On the general mechanism of selective induction of cytochrome P450 enzymes by chemicals: some theoretical considerations.

IMPORTANCE OF THE FIELD

The CYP isoforms that are selectively induced following exposure to structurally-diverse chemicals often are the ones capable of metabolizing these chemicals. However, the molecular mechanism underlying this apparent functional coupling is not understood at present.

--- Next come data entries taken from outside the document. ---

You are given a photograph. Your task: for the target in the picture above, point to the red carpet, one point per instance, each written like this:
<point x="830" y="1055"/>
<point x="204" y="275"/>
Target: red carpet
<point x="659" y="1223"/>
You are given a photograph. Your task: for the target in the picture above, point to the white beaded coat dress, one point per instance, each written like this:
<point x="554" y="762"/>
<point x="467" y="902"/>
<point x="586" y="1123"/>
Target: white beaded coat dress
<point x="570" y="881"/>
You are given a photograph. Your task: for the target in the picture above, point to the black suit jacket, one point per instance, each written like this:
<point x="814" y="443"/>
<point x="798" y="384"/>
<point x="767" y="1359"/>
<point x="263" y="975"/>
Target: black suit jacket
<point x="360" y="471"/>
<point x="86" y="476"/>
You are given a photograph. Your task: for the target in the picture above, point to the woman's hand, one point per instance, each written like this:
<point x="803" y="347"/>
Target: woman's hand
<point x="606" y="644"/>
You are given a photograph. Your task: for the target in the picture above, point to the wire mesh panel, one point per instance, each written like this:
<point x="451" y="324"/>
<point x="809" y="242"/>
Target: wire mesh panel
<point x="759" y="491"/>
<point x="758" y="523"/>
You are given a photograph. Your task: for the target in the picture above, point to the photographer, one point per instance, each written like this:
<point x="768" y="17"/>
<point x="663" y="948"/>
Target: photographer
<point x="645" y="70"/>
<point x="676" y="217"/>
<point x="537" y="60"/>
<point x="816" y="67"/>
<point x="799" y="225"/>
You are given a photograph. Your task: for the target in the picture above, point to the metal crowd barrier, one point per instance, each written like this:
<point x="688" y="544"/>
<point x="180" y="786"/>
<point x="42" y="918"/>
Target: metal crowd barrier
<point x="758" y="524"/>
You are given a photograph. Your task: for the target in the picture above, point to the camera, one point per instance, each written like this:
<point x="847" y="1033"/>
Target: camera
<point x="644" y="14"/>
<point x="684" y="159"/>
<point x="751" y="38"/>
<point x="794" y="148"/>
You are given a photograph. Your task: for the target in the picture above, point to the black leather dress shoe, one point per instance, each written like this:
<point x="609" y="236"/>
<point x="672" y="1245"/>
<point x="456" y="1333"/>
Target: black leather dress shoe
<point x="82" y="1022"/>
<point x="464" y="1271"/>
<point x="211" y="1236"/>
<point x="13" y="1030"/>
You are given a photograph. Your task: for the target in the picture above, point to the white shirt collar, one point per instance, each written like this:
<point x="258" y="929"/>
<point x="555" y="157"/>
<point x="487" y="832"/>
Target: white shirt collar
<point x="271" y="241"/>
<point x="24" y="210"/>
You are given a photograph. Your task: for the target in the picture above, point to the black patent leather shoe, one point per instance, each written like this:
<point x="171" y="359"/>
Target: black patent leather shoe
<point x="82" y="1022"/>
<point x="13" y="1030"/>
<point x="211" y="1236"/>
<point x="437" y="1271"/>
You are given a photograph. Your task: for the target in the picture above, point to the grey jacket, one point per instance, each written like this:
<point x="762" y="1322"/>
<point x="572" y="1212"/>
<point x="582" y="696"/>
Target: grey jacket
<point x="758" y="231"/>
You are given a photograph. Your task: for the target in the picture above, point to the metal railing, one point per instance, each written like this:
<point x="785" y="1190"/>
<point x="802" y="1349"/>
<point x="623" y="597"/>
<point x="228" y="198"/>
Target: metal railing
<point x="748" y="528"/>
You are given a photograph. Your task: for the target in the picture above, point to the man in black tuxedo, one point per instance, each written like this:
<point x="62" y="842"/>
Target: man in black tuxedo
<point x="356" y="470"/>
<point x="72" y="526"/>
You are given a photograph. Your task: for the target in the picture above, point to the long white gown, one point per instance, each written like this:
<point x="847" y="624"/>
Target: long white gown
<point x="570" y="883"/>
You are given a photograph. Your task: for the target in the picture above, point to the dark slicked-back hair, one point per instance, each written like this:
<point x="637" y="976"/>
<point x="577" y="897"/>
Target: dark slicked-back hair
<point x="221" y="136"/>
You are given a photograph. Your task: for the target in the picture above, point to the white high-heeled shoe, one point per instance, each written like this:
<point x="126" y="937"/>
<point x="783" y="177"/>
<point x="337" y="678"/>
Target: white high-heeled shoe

AREAS COVERED IN THIS REVIEW

Three hypotheses are developed to explain the complex process of selective chemical induction of CYPs: i) each inducible CYP may have a corresponding intracellular receptor that interacts with the inducer chemical and mediates the selective induction of this CYP; ii) each inducible CYP and its corresponding receptor may share highly similar steric structures for their substrate/inducer-binding sites and iii) each chemically-inducible CYP gene may have distinct genomic response element(s) that interact selectively with the corresponding receptor.

WHAT THE READER WILL GAIN

The readers are introduced to a novel theoretical framework that offers a plausible mechanistic explanation at the molecular level concerning the complex process of how an organism selectively activates the biosynthesis of certain CYP isoform(s) that can effectively metabolize a chemical to which the organism is exposed.

TAKE HOME MESSAGE

The theoretical framework developed herein seeks to ignite additional critical thinking on this important research subject as well as to promote experimental testing of the proposed theories in the future. Undoubtedly, these studies will enhance the understanding of the molecular mechanisms for the selective induction of CYP enzymes by chemicals.